In Anbetracht eines erneuten Krieges in Europa ist das Gedenken an diese schrecklichen Ereignisse aktueller denn je. Wir müssen alles daran setzen, diese Entwicklung zu stoppen. Aktuelle wie auch zukünftige Generationen sollen davor bewahrt bleiben, erneut diesen Erfahrungen ausgesetzt zu sein.
Geschichte lehrt uns dafür mehr, als nur die Erkenntnis über die Folgen des Endes. „Nie wieder” fordert von uns auch, sich der Entstehung und den Ursachen von Kriegen und Konflikten zu widmen. Gewalttätige Auseinandersetzungen, extreme Ansichten und menschenverachtendes Handeln entwickeln sich nicht über Nacht. Sie sind eher das Ergebnis längerer, oft politisch geprägter Prozesse. Wer diese verhindern will, muss gesellschaftlichen, aber auch wirtschaftlichen Verwerfungen gegenüber wachsam bleiben und ihnen frühzeitig begegnen. Denn stabile und humane Gesellschaften gedeihen nur im Ausgleich der Interessen und Bedürfnisse. Unbeantwortete Sorgen und Probleme lassen hingegen Raum für Wut und Hass, für neue Feindbilder und politische Zuspitzung.

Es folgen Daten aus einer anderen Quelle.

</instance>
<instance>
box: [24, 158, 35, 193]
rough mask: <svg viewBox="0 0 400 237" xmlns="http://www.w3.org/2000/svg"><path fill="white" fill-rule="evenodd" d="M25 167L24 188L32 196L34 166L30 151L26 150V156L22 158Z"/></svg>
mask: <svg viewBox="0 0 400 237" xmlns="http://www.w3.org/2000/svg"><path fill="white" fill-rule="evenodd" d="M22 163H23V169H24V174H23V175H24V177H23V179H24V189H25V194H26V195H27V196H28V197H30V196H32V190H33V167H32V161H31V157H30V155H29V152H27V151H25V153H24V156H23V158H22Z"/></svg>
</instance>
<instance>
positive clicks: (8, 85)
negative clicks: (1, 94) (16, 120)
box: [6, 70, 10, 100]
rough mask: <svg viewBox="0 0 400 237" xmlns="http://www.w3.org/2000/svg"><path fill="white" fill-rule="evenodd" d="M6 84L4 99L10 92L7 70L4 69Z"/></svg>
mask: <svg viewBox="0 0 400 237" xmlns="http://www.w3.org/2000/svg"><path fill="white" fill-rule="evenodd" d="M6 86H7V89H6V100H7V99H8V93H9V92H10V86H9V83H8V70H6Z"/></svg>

Aber der Blick in die Historie zeigt auch auf, kaum etwas gestaltet sich so fragil wie das Verhältnis von Ländern oder Nationen. Zwischen Verbundenheit und Feindschaft liegen oft nur wenige Jahre oder einzelne Ereignisse. Politische oder ökonomische Veränderungen diktieren allzu oft den Wandel zwischen Partner- und Gegnerschaft. Selbst Phasen friedlicher Koexistenz erfordern weiterhin Anstrengungen zur Verständigung. Widmen wir den 8. Mai dem Gedenken, aber auch dem Bewusstsein um die Verantwortung für zukünftige Entwicklungen.